La relación del Papa con las personas, incluidas las mujeres, nacía de su oración. Formado en el estilo ignaciano, se sumergía en las páginas del Evangelio, podía ponerse en distintos puntos de vista y escuchar los movimientos interiores.
El Papa Francisco posa con mujeres participantes y colaboradoras del Sínodo de los Obispos en el Palacio Apostólico, el 19 de octubre de 2024. (CNS/Vatican Media)
Nuestro vínculo se convirtió rápidamente en una verdadera comunión en el ejercicio del gobierno, mediante el discernimiento y la toma de decisiones. En ello sentí no solo confianza, respeto y sinceridad, sino también un corazón abierto y activo.
Ese lazo se alimentaba del hecho de que no había nada preestablecido, ningún programa o ideología a imponer a toda costa —solo la tensión por servir al Evangelio, especialmente donde el Pueblo de Dios sufre injusticias o las consecuencias de un modelo de desarrollo defectuoso.
La visión de Francisco sobre el papel de las mujeres en la Iglesia se comprende mejor en este contexto: para él, se trataba de hacer justicia, de reconocerlas como portadoras de una palabra que a menudo ha sido silenciada, de hacerlas partícipes en los procesos de discernimiento y decisión con su propia sensibilidad.
Estaba convencido de que quienes permanecían fuera de los centros de poder, por las más diversas razones, tenían una perspectiva indispensable para comprender la realidad. Esta no era una confianza de naturaleza sociológica o cultural, sino una convicción profundamente teológica: la Palabra de Dios nos llega también en el clamor de los pobres y de la tierra. Es una sabiduría que nace desde las periferias.
En cuanto a su entrega y dedicación, puedo decir que cada vez que le enviaba una petición, su respuesta no tardaba más de 24 horas. Para mí, eso fue una escuela de vida —¡cuántas veces yo hago esperar a los demás!
Sobre su enfoque hacia las mujeres y su inclusión en roles de responsabilidad, lo escuché hablar muchas veces de manera espontánea sobre estos temas, incluso sin que se le preguntara. Y no solo en contextos eclesiales: también cuando se encontraba con líderes empresariales, notaba de inmediato si había pocas mujeres. Podía bromear conmigo sobre esto. Una vez, incluso cambiamos el orden de una foto porque dijo que los hombres me estaban dejando al margen.
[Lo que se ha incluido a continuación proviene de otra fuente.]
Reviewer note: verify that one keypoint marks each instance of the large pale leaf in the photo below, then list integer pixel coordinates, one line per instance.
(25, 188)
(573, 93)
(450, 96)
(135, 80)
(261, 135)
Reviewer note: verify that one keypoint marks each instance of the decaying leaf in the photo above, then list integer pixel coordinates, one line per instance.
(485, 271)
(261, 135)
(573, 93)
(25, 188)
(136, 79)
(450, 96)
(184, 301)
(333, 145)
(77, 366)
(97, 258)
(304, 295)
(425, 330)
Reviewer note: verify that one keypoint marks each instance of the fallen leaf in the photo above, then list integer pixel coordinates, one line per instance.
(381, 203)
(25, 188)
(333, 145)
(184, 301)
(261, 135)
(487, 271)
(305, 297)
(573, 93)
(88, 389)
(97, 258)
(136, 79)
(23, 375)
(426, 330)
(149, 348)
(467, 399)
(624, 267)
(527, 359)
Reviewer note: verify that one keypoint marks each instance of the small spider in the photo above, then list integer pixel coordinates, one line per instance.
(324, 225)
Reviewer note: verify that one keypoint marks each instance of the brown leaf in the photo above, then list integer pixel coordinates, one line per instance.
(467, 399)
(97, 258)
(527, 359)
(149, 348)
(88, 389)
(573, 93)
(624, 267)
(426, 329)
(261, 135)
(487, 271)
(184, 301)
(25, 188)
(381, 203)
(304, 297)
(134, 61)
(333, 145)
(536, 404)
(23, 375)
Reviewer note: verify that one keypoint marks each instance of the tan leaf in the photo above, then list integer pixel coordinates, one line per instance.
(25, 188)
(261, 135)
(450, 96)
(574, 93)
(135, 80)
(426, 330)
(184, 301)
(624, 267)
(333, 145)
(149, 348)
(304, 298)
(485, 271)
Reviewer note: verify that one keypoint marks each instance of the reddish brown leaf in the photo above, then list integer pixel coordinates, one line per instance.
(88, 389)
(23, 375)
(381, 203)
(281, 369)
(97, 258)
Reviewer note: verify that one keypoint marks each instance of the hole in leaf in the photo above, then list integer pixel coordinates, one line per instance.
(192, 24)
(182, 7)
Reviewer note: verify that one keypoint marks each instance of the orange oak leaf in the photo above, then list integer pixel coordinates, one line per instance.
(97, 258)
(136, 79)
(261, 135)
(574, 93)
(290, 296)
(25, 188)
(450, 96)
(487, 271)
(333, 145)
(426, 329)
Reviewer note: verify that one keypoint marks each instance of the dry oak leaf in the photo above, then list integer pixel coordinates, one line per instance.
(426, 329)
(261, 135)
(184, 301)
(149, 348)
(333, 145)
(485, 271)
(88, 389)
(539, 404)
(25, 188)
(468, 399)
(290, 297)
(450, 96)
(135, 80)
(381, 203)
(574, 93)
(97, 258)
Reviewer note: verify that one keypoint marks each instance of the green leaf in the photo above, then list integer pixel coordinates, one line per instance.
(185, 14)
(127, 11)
Lo que más me conmovió, especialmente tras su última hospitalización, fue que siempre respondía a nuestros saludos y oraciones, preguntaba cómo estábamos y por nuestra misión. Sus últimos gestos con nosotros fueron encomendarnos a personas necesitadas y a poblaciones golpeadas por catástrofes. En su propia carne estaba inscrita esa Iglesia en salida que nos pedía ser —una Iglesia no centrada en sí misma, sino en los demás.